A Japanese automaker in the Big Three? The concept would cause many Detroiters to hyperventilate. But then again, is it more odd than a German company in the No.3 spot?

The question arises as Toyota sales approach those of the Chrysler Group in the U.S. Toyota came closest in September, when less than 2% of market share separated them. Chrysler, largely through 0% financing incentives, widened the gap in October, but many believe Toyota has the momentum and product lineup in 2002 that Chrysler lacks, making it but a matter of time.

Asked about the possibility of being passed by Toyota, Dieter Zetsche, Chrysler Group president, tells WAW: “First of all, I don't think it will happen. Secondly, we certainly would not do anything stupid if it were to happen.”

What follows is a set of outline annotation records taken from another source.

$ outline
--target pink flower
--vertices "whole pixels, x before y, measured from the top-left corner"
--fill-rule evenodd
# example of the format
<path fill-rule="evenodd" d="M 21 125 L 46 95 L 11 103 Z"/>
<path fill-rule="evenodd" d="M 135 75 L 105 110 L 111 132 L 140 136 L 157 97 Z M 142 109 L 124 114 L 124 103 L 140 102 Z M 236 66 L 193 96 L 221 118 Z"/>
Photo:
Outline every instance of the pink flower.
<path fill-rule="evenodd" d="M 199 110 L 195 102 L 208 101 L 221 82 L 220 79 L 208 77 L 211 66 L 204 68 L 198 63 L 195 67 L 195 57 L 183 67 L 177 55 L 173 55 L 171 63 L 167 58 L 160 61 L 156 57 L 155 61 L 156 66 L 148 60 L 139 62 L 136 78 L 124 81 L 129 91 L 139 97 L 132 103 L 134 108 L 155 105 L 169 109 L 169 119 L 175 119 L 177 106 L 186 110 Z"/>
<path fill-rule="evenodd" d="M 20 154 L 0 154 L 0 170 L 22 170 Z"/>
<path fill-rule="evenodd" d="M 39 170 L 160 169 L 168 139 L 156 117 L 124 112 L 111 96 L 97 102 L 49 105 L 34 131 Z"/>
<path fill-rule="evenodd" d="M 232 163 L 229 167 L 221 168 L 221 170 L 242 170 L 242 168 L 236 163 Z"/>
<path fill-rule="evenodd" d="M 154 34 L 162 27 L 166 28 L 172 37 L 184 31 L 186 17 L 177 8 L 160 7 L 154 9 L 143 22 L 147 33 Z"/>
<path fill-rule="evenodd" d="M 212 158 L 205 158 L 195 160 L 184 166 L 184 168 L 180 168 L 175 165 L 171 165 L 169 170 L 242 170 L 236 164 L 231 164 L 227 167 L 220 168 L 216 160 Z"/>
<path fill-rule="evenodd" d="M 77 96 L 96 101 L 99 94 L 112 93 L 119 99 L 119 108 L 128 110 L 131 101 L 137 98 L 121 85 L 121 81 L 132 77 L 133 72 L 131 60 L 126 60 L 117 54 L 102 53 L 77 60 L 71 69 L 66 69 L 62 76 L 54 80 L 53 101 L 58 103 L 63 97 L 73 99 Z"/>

The concept of replacing Chrysler in a “new” Big Three doesn't sit any better with Toyota President Fujio Cho. “Simply put, I'm annoyed by that view,” Mr. Cho says, responding to the suggestion that the switch-up could prompt a patriotic backlash against foreign automakers.

The Big Three, says Mr. Cho, should be an idea rather than an actual standing, and always will mean General Motors Corp., Ford Motor Co. and the Chrysler Group. “The Big Three represents the three survivors of a good, long competition.”

Toyota, he says, has not been gunning for the No.3 spot. “Of course, we will make every effort in sales, marketing and production, and if this puts us in the top three, don't blame us.”

James E. Press, chief operating officer at Toyota Motor Sales U.S.A. Inc., says he isn't worried about a consumer backlash. “We're not trying to be an opportunist or take advantage of their (Chrysler's) situation.”

After all, Mr. Press points out, DaimlerChrysler overthrew Toyota after 20 years as the No.1 selling internationally owned auto company in the U.S. “We lost that title to DaimlerChrysler some years ago.” Beating Chrysler now would return Toyota to the status of the top-selling internationally — not domestically — owned company in the U.S.